Despite the Central America-Dominican Republic Free Trade Agreement with the United States, he said, that region has not yet begun to operate as a “unified, integrated whole.” But, he said, if the countries in the free trade pact combined with southern Mexico did, in fact, become more economically integrated, “that’s when you could begin to see some real potential’’ in terms of landing assembly business now in China.
Stratfor said Mexico, where assembly industries are already well established near the U.S. border, wouldn’t have been on its list of countries at the beginning of their development cycle — except for an area in south-central Mexico that is populous and relatively undeveloped. It includes the states of Veracruz, Chiapas and Yucatan where there is the potential for “low-end development that fits our criteria.”
“In Mexico, we’re seeing a lot of automotive assembly but also diversification in food processing and cosmetics,” said Karen Hooper, Stratfor’s director of analysis for Latin America.
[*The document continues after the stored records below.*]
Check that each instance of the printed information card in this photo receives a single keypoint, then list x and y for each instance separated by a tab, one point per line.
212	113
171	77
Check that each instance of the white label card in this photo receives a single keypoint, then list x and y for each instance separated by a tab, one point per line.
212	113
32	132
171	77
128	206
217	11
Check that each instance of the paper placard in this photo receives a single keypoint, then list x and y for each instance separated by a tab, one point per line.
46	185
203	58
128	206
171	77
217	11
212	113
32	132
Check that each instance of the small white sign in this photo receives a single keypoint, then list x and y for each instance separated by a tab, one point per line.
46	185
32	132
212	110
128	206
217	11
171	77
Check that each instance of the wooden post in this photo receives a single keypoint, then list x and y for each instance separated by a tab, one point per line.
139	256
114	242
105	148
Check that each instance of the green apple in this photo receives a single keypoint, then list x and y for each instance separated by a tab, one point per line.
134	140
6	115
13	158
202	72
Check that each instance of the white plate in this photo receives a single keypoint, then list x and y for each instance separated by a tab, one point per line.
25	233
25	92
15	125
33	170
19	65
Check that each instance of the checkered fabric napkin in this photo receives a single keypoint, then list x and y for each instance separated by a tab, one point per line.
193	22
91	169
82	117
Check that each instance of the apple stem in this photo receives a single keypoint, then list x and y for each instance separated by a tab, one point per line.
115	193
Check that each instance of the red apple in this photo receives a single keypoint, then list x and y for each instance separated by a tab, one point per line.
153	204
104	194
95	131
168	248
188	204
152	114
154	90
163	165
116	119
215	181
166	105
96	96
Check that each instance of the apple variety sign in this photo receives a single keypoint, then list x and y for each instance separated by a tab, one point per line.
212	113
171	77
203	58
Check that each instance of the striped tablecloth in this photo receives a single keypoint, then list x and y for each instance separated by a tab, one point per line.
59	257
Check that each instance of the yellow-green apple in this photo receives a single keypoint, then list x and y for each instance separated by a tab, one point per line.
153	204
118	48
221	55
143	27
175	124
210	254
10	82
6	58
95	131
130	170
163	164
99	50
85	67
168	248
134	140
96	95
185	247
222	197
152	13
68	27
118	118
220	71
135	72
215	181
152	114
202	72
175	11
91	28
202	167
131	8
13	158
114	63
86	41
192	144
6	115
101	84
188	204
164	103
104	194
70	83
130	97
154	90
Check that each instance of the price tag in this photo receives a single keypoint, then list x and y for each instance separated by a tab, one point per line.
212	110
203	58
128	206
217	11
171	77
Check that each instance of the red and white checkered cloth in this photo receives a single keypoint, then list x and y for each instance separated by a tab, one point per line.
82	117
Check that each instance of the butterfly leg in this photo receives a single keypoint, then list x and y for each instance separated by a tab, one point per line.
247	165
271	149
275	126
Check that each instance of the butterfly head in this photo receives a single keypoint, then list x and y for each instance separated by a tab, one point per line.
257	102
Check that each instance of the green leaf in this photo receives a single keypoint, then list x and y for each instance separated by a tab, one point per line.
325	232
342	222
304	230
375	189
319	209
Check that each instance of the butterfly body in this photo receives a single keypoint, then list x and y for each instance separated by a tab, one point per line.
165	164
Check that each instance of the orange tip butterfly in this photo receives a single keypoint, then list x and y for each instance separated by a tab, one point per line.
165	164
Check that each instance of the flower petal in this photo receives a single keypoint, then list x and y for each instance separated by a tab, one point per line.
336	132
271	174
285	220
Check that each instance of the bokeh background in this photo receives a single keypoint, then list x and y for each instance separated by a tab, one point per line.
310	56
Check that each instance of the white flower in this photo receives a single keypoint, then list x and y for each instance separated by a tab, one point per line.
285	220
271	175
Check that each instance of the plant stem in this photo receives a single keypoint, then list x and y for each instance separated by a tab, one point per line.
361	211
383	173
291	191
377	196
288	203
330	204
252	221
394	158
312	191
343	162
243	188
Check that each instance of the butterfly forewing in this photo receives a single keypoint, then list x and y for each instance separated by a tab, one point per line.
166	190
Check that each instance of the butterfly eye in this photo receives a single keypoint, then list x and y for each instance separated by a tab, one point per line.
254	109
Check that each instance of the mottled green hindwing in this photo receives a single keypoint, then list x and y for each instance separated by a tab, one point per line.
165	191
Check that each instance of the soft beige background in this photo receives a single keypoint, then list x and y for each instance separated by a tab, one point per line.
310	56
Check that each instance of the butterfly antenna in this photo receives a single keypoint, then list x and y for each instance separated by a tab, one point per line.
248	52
All the Latin American countries on the list have the advantage of free trade agreements with the United States as well as better proximity to the world’s largest consumer market.
But their big advantage is low wages — or in other words, their relative poverty.
Chinese wages differ by region with lower wages in the interior, but pay is far lower in Peru, the Dominican Republic and Nicaragua. “There are also plenty of indicators that Mexican wages are below or equal with Chinese wages,” said Hooper.
With economic growth forecast at nearly 6 percent this year, the Peruvian economy is one of the fastest growing in Latin America. Peru’s other big advantage is it has the largest port on the Pacific coast of South America, helping cut costs, said Hooper.
Latin America’s largest economy — Brazil — isn’t on the list. Its wage structure is far too high, it is too protectionist and historically it hasn’t been particularly export-oriented, said Hooper.
Also left off the list are countries that are growing because of energy or mineral extraction. There is often currency volatility in these countries, which makes them less attractive to manufacturers, said Hooper.
For the foreseeable future, the PC 16 countries’ potential is in low-skill assembly industries, according to Stratfor. To move to the next level, said Hooper, will require investments in education.